Ask two tap dancers what their art is for and you may get two different answers. One will talk about sound — about swinging with a band, about the improvised phrase. The other will talk about the picture — about the line of the leg, the ensemble in formation, the number that lifts a show. Both are right. They are describing the two great traditions of tap: rhythm tap and Broadway tap. They share a vocabulary, but they point it at different goals.
Rhythm tap (jazz tap, hoofing)
Rhythm tap — often called jazz tap or, in its most grounded form, hoofing — treats the dancer first as a musician. Its priorities are sound, swing, and improvisation. The body stays relatively low and grounded, close to the floor, so that the feet can articulate fast, complex, weighted rhythms. Dancers “trade fours” with a band, improvise choruses like a jazz soloist, and prize tone and time above visual flash.
This is the tradition of the late-night jam and the concert stage, the one reclaimed and elevated by the rhythm-tap revival we describe in our history. Watch a rhythm tapper and you may find yourself closing your eyes: the event is happening in your ears.
Broadway tap (show tap)
Broadway tap — or show tap — treats the dancer first as part of a picture. It is theatrical: designed to read from the back row, to serve a story, and to thrill a large audience in a large house. The carriage is often taller and more presentational, with extended lines, turned-out legs, arm styling, and travel across the stage. Precision and unison matter enormously, because a Broadway tap number is frequently an ensemble event — many dancers producing one sound and one silhouette.

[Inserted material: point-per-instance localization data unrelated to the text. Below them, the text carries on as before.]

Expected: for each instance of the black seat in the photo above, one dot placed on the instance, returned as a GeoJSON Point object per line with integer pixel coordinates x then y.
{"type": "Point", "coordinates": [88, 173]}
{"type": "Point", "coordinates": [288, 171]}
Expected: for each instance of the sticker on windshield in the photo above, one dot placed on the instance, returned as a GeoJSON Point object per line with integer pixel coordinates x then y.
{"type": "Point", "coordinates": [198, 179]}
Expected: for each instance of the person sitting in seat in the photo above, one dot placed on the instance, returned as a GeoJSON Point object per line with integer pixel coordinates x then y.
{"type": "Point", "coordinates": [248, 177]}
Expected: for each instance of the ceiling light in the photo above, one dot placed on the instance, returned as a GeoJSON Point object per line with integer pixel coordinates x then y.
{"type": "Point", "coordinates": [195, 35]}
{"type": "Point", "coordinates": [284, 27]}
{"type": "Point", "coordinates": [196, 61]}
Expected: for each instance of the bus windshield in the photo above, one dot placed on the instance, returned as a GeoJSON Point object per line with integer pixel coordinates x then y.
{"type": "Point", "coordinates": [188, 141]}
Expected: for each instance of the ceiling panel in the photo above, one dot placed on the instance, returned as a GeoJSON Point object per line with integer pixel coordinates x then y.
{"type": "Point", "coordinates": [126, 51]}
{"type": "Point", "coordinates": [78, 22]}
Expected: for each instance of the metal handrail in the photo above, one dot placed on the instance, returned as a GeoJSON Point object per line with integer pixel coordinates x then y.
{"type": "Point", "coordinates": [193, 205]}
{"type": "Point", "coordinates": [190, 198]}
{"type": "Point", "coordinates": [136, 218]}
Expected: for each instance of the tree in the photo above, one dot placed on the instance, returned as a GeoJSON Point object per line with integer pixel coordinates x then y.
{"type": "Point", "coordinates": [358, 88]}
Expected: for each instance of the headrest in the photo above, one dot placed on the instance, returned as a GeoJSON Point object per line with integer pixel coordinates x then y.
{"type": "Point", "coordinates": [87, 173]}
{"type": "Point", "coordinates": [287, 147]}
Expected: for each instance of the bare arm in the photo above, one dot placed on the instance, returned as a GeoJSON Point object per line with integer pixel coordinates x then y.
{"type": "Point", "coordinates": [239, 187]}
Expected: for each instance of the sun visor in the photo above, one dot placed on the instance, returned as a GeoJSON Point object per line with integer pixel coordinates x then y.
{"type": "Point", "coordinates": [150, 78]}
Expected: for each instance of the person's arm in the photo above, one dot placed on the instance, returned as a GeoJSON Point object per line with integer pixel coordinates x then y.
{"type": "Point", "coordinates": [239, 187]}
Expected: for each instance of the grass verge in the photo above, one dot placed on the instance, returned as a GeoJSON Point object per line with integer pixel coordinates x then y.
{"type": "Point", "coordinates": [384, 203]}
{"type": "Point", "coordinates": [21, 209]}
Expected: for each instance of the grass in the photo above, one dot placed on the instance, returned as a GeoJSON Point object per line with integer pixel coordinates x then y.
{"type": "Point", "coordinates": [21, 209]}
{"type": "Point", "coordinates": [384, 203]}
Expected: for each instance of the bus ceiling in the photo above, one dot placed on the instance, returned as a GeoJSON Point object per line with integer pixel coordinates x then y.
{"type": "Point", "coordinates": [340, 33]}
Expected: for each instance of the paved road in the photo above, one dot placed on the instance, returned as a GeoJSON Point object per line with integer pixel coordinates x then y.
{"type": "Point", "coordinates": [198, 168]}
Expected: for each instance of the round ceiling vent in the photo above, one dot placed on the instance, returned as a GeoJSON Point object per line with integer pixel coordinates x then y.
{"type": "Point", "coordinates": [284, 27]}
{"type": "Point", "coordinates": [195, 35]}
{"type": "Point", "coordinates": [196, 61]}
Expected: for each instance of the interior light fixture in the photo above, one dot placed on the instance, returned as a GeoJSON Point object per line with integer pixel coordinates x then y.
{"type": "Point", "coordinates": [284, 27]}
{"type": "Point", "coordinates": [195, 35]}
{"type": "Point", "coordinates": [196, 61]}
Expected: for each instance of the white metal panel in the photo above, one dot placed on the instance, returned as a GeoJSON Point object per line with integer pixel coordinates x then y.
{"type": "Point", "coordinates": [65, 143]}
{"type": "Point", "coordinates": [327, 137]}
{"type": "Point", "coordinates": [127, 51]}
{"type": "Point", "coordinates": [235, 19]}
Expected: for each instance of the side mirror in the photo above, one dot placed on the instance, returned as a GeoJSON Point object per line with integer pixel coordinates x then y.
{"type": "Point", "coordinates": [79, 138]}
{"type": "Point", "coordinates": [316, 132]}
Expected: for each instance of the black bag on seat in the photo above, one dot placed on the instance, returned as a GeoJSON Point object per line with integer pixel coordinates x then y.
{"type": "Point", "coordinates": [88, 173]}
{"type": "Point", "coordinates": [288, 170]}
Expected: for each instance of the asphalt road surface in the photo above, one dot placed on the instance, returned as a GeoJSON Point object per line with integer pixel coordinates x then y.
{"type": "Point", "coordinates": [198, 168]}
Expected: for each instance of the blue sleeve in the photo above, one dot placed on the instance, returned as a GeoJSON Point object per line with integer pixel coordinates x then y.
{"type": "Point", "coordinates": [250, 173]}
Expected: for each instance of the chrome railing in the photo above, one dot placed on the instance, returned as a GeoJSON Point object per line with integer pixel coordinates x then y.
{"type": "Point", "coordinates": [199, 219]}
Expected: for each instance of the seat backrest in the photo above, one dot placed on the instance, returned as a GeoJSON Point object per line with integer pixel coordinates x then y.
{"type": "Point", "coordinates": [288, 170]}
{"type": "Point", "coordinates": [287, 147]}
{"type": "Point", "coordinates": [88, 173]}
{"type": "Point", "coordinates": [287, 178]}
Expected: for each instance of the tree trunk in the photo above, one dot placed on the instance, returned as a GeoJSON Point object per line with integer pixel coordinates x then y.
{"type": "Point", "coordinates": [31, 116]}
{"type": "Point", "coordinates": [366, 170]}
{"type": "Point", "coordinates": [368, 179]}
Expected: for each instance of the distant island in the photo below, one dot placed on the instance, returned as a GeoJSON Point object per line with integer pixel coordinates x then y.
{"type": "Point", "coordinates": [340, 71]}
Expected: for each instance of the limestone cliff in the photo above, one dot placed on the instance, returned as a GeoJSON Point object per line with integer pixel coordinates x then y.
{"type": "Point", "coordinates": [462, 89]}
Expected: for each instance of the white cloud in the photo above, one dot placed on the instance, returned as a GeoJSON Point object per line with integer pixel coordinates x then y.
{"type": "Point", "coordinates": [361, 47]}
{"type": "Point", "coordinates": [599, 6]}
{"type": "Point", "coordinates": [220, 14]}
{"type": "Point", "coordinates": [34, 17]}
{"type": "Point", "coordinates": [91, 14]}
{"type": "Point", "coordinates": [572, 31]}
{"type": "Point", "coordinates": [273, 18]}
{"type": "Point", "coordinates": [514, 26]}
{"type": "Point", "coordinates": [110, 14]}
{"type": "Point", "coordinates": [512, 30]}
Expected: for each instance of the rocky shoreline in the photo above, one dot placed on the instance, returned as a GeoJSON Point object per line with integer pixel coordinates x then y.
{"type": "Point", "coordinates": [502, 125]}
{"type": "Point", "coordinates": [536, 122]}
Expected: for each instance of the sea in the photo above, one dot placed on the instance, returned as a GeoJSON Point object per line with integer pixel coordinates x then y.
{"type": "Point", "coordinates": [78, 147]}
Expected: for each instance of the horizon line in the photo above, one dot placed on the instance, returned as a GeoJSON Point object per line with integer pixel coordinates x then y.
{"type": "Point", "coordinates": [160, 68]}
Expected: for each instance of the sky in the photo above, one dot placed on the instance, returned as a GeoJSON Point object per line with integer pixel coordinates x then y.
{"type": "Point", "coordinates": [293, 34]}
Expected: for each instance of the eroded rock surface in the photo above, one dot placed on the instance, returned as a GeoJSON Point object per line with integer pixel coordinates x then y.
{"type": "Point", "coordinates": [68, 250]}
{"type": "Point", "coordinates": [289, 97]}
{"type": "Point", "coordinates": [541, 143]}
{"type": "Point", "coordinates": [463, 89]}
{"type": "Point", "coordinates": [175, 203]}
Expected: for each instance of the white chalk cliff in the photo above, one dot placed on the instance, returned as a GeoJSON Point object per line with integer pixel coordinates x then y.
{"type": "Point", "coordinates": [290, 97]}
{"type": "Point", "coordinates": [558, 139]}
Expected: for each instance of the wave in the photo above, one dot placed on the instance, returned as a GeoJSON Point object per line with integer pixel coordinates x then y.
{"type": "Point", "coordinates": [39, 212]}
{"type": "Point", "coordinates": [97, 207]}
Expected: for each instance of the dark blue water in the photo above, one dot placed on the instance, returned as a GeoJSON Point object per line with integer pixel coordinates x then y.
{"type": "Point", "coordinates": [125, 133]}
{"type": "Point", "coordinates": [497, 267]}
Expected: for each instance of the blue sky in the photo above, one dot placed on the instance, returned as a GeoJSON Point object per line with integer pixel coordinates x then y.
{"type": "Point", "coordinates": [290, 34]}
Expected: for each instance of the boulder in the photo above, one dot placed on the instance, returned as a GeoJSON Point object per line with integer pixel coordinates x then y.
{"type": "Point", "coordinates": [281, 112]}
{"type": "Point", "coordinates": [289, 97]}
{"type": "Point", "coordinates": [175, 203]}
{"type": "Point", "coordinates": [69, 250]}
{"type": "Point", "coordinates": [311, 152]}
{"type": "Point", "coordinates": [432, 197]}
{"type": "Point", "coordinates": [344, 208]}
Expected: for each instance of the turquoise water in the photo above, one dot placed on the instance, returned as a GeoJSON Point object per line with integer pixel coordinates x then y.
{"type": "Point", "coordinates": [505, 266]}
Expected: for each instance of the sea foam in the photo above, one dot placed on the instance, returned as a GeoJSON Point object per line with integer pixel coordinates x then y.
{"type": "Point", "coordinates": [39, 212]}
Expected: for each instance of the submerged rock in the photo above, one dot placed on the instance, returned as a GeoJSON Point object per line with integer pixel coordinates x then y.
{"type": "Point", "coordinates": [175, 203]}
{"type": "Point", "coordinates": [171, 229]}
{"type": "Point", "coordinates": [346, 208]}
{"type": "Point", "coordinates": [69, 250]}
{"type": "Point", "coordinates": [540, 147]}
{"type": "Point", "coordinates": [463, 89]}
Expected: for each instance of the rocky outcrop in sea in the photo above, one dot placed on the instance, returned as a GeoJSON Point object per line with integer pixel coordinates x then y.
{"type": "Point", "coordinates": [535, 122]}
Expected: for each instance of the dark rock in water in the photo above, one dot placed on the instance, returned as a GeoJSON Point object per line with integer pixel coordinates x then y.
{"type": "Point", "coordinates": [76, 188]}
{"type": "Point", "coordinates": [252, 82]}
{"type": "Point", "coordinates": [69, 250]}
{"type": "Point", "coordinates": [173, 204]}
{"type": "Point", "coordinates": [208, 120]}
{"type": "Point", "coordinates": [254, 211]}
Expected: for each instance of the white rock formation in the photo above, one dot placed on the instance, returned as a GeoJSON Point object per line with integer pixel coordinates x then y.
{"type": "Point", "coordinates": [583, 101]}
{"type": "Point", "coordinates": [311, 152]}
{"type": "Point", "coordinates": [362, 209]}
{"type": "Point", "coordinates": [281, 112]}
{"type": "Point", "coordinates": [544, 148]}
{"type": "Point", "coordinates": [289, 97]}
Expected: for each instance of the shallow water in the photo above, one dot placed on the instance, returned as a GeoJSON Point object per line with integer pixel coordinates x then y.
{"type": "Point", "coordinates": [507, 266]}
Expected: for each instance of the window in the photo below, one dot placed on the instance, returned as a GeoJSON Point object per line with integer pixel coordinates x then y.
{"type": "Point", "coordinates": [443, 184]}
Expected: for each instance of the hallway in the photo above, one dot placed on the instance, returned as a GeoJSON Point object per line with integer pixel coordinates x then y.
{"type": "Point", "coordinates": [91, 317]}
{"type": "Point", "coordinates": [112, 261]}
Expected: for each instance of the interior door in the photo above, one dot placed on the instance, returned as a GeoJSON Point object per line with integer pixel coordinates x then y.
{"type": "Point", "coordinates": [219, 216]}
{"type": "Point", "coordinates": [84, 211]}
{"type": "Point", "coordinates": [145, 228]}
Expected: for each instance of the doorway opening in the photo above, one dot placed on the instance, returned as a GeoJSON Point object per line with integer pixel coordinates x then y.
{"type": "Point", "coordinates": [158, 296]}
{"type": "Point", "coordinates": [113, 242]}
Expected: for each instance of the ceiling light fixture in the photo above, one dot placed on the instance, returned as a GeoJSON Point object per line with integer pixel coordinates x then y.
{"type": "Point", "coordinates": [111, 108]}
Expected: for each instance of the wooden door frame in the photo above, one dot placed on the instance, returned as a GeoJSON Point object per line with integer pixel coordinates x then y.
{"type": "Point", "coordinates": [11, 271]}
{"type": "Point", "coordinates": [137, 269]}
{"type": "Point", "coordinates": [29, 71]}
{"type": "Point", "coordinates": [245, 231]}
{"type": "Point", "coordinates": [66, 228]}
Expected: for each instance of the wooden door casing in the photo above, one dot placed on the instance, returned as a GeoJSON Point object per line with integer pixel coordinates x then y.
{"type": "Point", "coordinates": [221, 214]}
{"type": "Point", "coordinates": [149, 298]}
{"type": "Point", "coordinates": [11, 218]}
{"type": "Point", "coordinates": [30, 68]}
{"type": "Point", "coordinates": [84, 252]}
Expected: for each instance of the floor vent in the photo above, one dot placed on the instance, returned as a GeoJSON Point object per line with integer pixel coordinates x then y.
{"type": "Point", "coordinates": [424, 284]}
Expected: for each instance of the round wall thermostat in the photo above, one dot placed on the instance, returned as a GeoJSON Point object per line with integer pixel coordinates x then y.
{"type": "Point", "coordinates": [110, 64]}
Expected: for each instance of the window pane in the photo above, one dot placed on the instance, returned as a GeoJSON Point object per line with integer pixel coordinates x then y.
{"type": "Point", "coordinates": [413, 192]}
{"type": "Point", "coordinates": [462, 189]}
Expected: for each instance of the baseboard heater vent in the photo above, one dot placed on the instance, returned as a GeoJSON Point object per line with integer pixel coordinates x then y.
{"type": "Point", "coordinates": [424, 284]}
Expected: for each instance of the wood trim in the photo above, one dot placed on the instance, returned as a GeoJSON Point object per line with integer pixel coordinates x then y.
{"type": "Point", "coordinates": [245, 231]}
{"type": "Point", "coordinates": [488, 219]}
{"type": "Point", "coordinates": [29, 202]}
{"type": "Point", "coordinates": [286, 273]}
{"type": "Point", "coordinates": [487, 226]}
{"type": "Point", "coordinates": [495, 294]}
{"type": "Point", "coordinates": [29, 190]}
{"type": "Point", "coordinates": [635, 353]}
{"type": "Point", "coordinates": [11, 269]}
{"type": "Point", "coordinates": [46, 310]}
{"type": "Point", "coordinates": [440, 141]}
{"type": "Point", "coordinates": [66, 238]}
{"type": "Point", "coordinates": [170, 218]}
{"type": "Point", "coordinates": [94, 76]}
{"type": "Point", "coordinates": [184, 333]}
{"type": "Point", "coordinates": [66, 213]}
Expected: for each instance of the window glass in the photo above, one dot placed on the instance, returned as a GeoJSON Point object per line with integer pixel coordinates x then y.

Where the rhythm tapper prizes the surprising phrase, the show tapper prizes the clean, unanimous effect: sixteen dancers hitting the same wing at the same instant, a diagonal dissolving into a circle, a build that culminates in a company-wide flourish. How that effect is assembled is the subject of building a Broadway number. Institutions such as the Kennedy Center program both traditions, a reminder that the line between concert and theatrical dance is porous.
The differences, side by side
- Primary aim: rhythm tap → sound and swing; Broadway tap → visual spectacle and storytelling.
- Carriage: rhythm tap → grounded, low center; Broadway tap → lifted, presentational lines.
- Structure: rhythm tap → often improvised, solo or small group; Broadway tap → set choreography, frequently large ensemble.
- Relationship to music: rhythm tap → the dancer is the music; Broadway tap → the dancer moves with the orchestra and the song.
- Home: rhythm tap → the club, the jam, the concert stage; Broadway tap → the theater and the book musical.
Why the distinction matters — and why it blurs
The categories are useful, not absolute. Many of the greatest artists moved fluently between them, and the finest Broadway choreographers have smuggled real rhythmic invention into commercial numbers, while concert tappers borrow theatrical staging when it serves the work. A well-rounded dancer trains in both: the ear of the hoofer and the eye of the show dancer. Knowing which tradition a piece is reaching for is simply the first step to watching it well.
There is also a listening lesson here. When you attend a rhythm-tap performance, try closing your eyes for a chorus and following the dancer purely as music — noticing the accents, the swing, the phrases that answer one another. When you watch a Broadway number, do the opposite: take in the whole stage picture, the way formations bloom and dissolve, the moment the ensemble snaps into unison. Trained on both, your attention becomes bilingual, and a great deal that once passed in a blur begins to make sense. That is finally what these two traditions offer an audience — two different, equally rewarding ways of paying attention to the same astonishing thing: a human being making rhythm with their feet.